When it comes to outdoor adventure, the girls of Daisy Troop #4890 from Girl Scouts North Carolina Coastal Pines are always up for it! Thanks to their troop leaders, Shanna Stinehour, Kate Berlin, and Karl Jicha, the girls (15 of ‘em!) have gotten valuable outside time early and often. Although at first, it was mainly a way to help them bond with one another since they don’t all attend the same school, it soon became obvious that outside is where these girls shine their brightest.
“Our first meeting of the year (2017) was a park playdate over the summer. We had a few activities planned, but everyone had the most fun hiking, exploring the woods, and climbing trees,” Shanna said.
“We took that as a cue that we needed to be getting outside a lot with this group. Each troop has its own personality, and our girls are all very active and curious. One of the best parts of Girl Scouts is how each troop can reflect the interests of the girls.
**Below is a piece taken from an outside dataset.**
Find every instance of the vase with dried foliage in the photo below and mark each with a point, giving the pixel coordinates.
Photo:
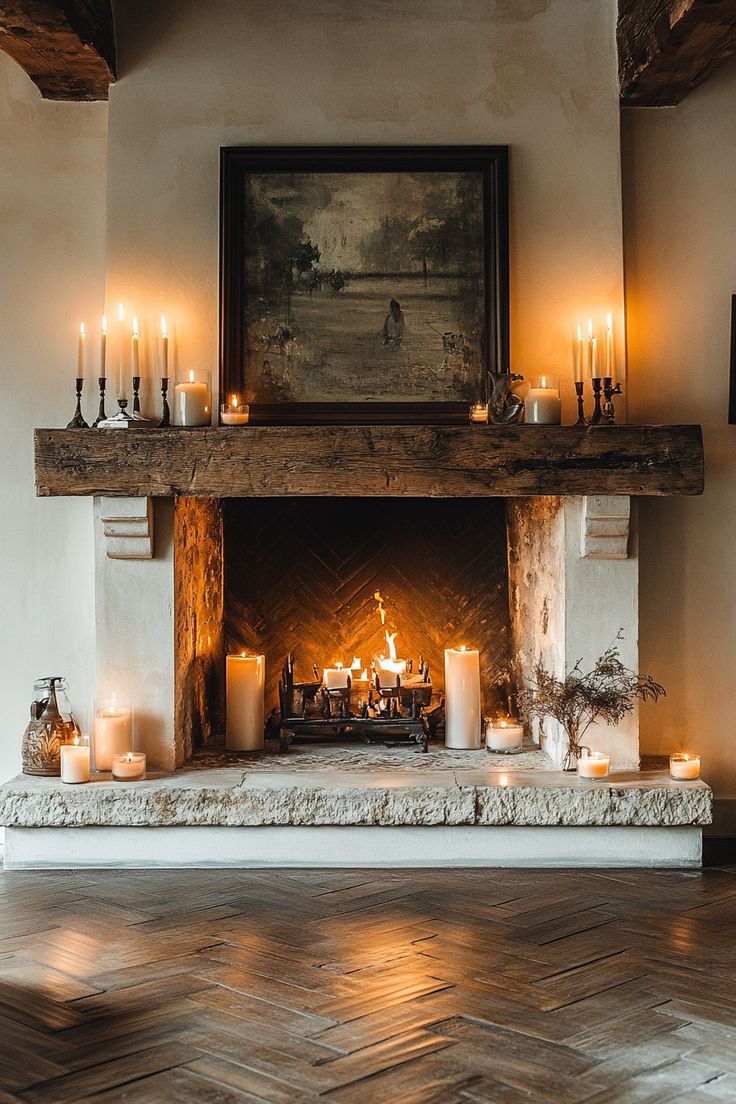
(607, 692)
There are so many different activities to choose from.”
According to Shanna, Girl Scouts has provided her young explorers with opportunities to do things they might not have tried otherwise. The program has also given the girls a unique opportunity to explore the outdoors in an all-girl environment, where they’re always free to discover new things and be themselves, and to try, fail, and get right back up again, no matter how many times it takes. And the memories and sense of community they build in the process are priceless.
Grace, age six, says she really enjoys outdoor treks with her Girl Scout troop. “When we go hiking, I can point out all the things I see in nature, and the other girls point out things they see. Like sometimes someone else will see a beetle that is blended in with the dirt. I might not have seen it on my own, but I’m so glad I did, because it’s really beautiful.”
Camille, seven, loves spending time with her best Girl Scout buddies and figuring out new things together. “I really like camping!” she said. “I liked learning about animals, trying archery for the first time, doing crafts outdoors, and cooking with my friends.”
Getting outside and gaining relevant safety skills builds the girls’ confidence and self-reliance, Shanna explains. “These skills are so important, especially for young girls. When they learn to paddle a canoe or shoot an arrow, it helps them to face other challenges with the confidence they need to be successful. They know that they are strong and that they can do hard things, whether it be on a camping trip, in the classroom, or on the playground.”
Troop co-leader Karl also believes in the power of getting young girls outside often. “It teaches them teamwork skills and shows them how everyone can have an important role in group activities. The girls just seem more interested in participating when they have an actual task they’re responsible for. And the camping trips—they just offer so many activities that the girls wouldn’t normally find around their community.”
Karl’s favorite part of taking girls on outdoor adventures is watching them immerse themselves in the activities of the day and seeing the sheer excitement on their faces when they try something they’d never before considered—and that they end up loving. “We really do have a tremendous group of girls, and they seem so comfortable taking on just about any challenge when they’re together.” That’s the power of community, Karl!
It’s a fact: hitting the great outdoors is good for girls’ well-being. Our research shows that regular outdoor exposure increases girls’ challenge-seeking and problem-solving know-how, as well as drives their leadership development, improves their health overall and offers them important opportunities to practice cooperation and teamwork and try new things, and build confidence throughout. And the best part? Research shows girls really enjoy outdoor activities at Girl Scouts.